Training Sessions at the 34th IARIW General Conference, Dresden, Germany, August 21-27, 2016
The IARIW is offering twoconcurrent training sessions immediately preceding the General Conference on the topics of national accounts and multidimensional poverty. Details on the sessions are found below. The sessions are open to individual IARIW members as well as employees of IARIW institutional members at no charge. As space may be limited, persons interested are encouraged to register as soon as possible. The deadline for registration is June 30, 2016. A minimum of 10 persons are required for a training session to go ahead. If this number of registrants is not achieved by June 30, the session will be cancelled. To register, download and complete this form, save it and then email the form to firstname.lastname@example.org. Registrations will be acknowledged within three days.
The training sessions will be held all day August 20 and 21.
Session on National Accounts
The course in based on the second edition (October 2014) of the OECD manual “Understanding National Accounts” by François Lequiller and Derek Blades.
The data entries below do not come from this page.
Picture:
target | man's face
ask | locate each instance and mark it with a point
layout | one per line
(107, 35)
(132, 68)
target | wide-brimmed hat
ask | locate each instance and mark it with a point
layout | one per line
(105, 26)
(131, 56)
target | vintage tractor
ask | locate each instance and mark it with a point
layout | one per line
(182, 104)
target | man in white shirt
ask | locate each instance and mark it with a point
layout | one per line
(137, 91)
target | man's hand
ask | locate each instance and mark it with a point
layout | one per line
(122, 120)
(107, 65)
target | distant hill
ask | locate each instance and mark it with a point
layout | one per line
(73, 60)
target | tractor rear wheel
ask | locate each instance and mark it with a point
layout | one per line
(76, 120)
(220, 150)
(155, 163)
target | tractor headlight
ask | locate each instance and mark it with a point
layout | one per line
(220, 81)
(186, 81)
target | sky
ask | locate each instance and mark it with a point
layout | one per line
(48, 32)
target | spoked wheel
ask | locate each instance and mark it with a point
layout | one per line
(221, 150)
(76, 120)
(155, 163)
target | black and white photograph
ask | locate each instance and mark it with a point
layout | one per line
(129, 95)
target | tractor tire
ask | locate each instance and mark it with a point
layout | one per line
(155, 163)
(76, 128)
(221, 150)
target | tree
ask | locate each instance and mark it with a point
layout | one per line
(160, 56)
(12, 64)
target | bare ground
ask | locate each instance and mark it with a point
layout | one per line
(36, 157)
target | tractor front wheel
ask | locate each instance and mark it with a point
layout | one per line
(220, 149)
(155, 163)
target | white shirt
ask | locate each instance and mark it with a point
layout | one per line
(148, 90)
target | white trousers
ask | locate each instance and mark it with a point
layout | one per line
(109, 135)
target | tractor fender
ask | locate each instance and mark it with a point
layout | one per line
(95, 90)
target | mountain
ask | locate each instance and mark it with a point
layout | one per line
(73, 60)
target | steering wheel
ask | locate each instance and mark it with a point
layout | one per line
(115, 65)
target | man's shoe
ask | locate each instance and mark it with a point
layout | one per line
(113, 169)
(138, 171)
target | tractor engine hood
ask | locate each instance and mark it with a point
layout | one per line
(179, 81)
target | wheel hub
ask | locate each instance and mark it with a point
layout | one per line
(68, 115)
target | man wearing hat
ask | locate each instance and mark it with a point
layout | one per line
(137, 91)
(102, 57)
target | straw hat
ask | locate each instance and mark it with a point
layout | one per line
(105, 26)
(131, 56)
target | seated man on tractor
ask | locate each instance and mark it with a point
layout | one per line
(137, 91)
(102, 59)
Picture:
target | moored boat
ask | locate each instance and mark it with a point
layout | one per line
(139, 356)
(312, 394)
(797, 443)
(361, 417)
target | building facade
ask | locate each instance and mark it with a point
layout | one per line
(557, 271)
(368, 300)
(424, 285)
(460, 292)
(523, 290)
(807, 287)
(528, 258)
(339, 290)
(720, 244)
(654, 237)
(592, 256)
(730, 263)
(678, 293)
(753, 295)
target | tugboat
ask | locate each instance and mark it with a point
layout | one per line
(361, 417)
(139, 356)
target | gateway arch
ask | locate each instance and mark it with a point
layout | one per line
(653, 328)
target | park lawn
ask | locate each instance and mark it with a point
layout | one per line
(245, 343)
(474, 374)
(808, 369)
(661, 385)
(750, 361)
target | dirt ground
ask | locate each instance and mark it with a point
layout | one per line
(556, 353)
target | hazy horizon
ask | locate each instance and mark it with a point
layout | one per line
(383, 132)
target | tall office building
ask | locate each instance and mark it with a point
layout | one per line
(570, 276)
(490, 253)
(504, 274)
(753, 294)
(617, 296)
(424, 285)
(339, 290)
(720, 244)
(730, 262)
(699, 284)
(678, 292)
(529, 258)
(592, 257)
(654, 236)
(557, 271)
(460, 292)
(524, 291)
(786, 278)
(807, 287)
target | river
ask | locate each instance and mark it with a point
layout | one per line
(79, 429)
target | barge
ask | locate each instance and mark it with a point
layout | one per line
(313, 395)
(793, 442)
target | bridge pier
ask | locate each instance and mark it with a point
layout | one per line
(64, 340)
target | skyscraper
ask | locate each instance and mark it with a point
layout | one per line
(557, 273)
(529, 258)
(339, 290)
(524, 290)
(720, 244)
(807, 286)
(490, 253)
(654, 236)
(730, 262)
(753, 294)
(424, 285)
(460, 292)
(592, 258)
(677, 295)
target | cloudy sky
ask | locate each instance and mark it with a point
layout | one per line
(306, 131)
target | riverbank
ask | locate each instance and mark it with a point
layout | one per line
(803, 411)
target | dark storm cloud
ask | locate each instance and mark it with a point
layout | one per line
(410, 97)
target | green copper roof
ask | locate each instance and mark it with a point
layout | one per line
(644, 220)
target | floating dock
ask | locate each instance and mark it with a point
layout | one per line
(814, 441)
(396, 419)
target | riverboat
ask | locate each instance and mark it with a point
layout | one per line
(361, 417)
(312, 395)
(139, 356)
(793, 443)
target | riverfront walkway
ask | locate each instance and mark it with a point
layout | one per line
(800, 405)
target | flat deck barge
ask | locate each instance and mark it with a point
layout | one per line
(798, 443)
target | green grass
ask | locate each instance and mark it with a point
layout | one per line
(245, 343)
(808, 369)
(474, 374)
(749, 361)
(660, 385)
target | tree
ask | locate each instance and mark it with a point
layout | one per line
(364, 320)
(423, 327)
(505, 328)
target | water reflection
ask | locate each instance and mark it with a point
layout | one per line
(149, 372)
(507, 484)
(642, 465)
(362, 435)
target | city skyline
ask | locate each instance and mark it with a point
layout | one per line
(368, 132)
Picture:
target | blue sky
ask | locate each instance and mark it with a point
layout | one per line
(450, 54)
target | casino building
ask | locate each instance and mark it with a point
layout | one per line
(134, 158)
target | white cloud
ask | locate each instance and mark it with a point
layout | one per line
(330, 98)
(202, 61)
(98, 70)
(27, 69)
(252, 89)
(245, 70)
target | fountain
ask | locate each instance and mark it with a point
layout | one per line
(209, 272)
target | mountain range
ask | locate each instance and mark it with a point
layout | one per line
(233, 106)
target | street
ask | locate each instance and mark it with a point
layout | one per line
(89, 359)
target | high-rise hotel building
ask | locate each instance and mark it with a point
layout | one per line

The manual is available free on line. The chapters referenced in the time-table are those of the manual.
The course is voluntarily directed to non-experts. While it covers the theoretical definition of the main national accounts aggregates, it does so in a lively manner based on the concrete experience of the teacher (including as a number-cruncher), and on some exercises. François Lequiller has been the head of the French national accounts and has a wide international experience (OECD, IMF, Eurostat). He will explain the sources from which aggregates are derived, and, last but not least,will discuss their quality and their limitations. A part of the course will cover the themes that have been recently dubbed as “beyond GDP”: well-being and globalisation.The duration of the course is of 16 hours, in 8 sessions of two hours each.
8:00-10:00 - Session 1: The essential macroeconomic aggregates: GDP, GNP, the basic accounting identities (Chapter 1)
10:30-12:30 - Session 2: The national accounts machinery, integrated economic accounts and the limitations of national accounts aggregates (Chapters 10 and 11)
14:00-16:00 - Session 3: The volume/price split in spatial and geographical comparisons, and international comparability (Chapters 2 and 3)
16:30-18:30 - Session 4: The production frontier and final uses (Chapters 4 and 5)
8:00-10:00 - Session 5: Household and business accounts (Chapters 6 and 7)
10:30-12:30 - Session 6: Financial accounts (Chapter 8)
14:00-16:00 - Session 7: General government accounts (Chapter 9)
16:30-18:30 - Session 8: GDP, well-being and globalisation (Chapters 15 and 16)
The power points of the course will be circulated to the attendees one week before the course. A hand-held calculator would be useful.
Session on Multidimensional Poverty (TBA)
Poverty is now recognized to be multidimensional. This has led to a rising demand for rigorous and transparent measures of multidimensional poverty that can incorporate ordinal data and be used to guide policy. Many methodologies are available, ranging from dominance analyses to composite indices to fuzzy set approaches, to statistically derived indices. In recent years, counting-based approaches with clearly specified properties have come to particular prominence.
This course provides a brief overview of differing methodologies to measure multidimensional poverty, as well as motivations for doing so. It elaborates in greater detail a particular counting-based axiomatic class of measures, and focuses on one member of this class of measures that has been extensively applied. The class is appropriate to persons in national statistical offices considering measuring multidimensional poverty, or for academics and researchers intending to construct and analyse multidimensional poverty.
After introductory sessions on motivation and methodologies, this course presents the structure and properties of the focal measure, together with its consistent sub- and partial indices, which are used to guide policy. Empirical examples are provided.
The class then elaborates key steps of measurement design and analysis. Students will be provided with a template stata .dofile they can adapt, which generates the measure and consistent indices, as well as standard errors, robustness tests, and tests for inference. Key points in empirical applications will be covered, illustrated by examples as well as exercises. Extensions such as analysis of changes over time, and econometric analysis, are briefly introduced.
The class is taught by Sabina Alkire and is based on the concepts and methods presented in the 2015 book Multidimensional Poverty Measurement and Analysis.
The class is open to all quantitative social scientists with an interest in poverty and in multidimensional measurement and analysis.